To describe the national trends in the epidemiology of C. parvum and C. hominis cases, data were analysed in Epi Info, version 6 (Centres for Disease Control and Prevention, USA). To investigate representativeness of submission of typing, comparison was made with national reports collected via CoSurv, a set of interconnected database modules for communicable disease reporting [Reference Henry11].

Enhanced surveillance in 41 LAs in three study areas, November 2004–2006

Confirmed cryptosporidiosis cases are routinely reported by the laboratory to the relevant LA Environmental Health Department (EHD) for follow-up using a structured questionnaire [Reference Chalmers12]. For the duration of this study, a modified exposure questionnaire was used, with additional questions relating to direct and indirect (environmental) animal contact.

Prior to analysis, the data were error-checked for outliers and impossible values and a random selection of 10% cases validated, by cross-checking the forms. For the purpose of categorical analyses, patients' age was allocated to 10-year categories. Key words were used to extract data from free-text fields (e.g. other symptoms). Occupation information was grouped according to risks of transmission; those that worked on a farm, with food, with children (e.g. carers at home, nursery staff, school staff), or had close contact with other people (e.g. care workers, hospital). Other occupations were coded as ‘no risk’.

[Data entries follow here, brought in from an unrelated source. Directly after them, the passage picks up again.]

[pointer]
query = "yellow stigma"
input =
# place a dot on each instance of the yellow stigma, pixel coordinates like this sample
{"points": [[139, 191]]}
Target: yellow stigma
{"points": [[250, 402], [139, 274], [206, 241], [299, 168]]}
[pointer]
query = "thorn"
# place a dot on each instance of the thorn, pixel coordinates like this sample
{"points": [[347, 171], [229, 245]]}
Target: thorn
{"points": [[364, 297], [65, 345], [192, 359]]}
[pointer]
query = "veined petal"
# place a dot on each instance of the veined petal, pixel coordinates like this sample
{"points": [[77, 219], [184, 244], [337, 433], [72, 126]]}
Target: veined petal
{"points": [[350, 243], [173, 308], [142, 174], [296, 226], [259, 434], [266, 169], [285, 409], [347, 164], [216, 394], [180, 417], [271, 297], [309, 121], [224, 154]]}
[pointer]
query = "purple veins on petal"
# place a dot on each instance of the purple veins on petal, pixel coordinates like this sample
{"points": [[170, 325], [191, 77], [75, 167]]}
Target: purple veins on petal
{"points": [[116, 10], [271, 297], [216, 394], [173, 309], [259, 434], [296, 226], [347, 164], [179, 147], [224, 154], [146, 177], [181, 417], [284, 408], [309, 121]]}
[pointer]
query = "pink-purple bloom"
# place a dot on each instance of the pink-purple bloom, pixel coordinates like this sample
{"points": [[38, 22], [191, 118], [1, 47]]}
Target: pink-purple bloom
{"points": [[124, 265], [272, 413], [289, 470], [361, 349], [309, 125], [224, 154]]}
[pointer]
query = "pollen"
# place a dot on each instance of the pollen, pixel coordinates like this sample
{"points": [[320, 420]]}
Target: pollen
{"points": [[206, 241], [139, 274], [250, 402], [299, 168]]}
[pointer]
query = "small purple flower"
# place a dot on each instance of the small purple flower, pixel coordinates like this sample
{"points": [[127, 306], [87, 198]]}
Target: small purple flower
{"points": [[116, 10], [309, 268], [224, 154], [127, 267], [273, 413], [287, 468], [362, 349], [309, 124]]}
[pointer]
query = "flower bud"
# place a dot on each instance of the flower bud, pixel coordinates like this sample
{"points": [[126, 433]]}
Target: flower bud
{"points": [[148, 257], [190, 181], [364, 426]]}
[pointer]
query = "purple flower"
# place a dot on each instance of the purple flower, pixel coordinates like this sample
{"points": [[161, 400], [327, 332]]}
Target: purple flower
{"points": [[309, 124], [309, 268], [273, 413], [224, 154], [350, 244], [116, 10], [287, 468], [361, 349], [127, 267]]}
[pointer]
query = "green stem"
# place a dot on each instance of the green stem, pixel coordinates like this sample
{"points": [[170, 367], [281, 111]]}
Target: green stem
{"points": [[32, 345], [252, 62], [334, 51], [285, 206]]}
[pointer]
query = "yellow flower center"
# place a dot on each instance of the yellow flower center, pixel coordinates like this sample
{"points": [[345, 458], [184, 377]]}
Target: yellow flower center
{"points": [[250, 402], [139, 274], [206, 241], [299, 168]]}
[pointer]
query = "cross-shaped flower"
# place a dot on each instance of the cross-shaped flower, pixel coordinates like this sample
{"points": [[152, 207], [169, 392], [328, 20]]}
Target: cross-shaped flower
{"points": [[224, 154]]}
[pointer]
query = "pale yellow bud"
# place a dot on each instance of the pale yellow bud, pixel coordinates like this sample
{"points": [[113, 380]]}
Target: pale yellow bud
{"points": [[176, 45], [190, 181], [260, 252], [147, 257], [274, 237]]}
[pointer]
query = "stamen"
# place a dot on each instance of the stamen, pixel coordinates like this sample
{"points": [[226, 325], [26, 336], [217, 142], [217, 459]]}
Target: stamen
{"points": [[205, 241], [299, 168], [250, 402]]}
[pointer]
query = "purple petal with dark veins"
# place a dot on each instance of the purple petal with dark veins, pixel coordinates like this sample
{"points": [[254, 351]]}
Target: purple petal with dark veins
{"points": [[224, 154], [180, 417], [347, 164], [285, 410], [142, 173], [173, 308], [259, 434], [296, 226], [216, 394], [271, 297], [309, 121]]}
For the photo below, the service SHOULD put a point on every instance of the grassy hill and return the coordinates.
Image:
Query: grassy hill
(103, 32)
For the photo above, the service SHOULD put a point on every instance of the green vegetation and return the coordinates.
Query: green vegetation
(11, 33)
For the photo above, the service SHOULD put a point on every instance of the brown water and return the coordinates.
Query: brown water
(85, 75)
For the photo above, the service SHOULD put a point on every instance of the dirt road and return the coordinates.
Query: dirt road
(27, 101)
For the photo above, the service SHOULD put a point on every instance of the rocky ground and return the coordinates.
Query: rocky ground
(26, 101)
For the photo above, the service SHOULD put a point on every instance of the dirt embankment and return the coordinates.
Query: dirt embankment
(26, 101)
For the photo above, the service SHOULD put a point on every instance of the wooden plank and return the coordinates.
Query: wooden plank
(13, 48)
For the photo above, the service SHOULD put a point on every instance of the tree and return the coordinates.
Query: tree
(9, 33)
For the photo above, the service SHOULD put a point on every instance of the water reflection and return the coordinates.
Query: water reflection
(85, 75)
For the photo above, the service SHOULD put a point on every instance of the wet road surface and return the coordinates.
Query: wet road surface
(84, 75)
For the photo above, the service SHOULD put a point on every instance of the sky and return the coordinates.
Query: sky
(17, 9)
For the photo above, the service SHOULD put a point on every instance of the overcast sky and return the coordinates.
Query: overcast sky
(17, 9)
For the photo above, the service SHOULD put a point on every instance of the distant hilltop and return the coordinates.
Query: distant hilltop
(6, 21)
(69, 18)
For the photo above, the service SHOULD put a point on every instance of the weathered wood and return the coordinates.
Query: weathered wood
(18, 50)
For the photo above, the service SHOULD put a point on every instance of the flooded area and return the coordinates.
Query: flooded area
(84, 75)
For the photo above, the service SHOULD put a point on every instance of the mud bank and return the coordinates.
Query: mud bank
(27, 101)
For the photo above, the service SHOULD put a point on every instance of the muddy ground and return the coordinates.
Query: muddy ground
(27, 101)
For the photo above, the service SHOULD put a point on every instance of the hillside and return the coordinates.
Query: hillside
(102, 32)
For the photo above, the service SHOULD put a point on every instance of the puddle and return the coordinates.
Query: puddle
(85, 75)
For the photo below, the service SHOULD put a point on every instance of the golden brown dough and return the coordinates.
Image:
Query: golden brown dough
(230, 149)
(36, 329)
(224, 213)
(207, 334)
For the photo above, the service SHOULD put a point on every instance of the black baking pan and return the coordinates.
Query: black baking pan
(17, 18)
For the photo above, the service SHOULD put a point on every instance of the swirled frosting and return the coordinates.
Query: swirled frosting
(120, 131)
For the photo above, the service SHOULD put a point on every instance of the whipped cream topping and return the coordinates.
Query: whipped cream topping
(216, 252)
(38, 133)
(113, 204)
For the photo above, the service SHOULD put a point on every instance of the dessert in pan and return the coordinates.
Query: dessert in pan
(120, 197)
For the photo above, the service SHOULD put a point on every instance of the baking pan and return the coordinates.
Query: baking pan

Descriptive analysis was completed using MS Excel. The number of cases from different areas was compared against population figures from the 2001 census [13]. To compare the Cryptosporidium spp. distribution by urban classification, an urban index was used. The settlement types (urban, town and fringe, village, hamlet, isolated dwellings) in each region were combined with population density classification (sparse or less sparse) to give eight indices [14]. The indices for each region were ordered and replaced by a numeric ID and the mode of the ordinal urban index data was used for each LA. To compare the species-specific risk contacts for C. parvum and C. hominis, χ2 analysis was completed using the Yates corrected version for 2×2 tables and linear trend for age groups and month in Epi Info 6. Missing values or answers stated as ‘don't know’ were omitted from the cross-tabulations.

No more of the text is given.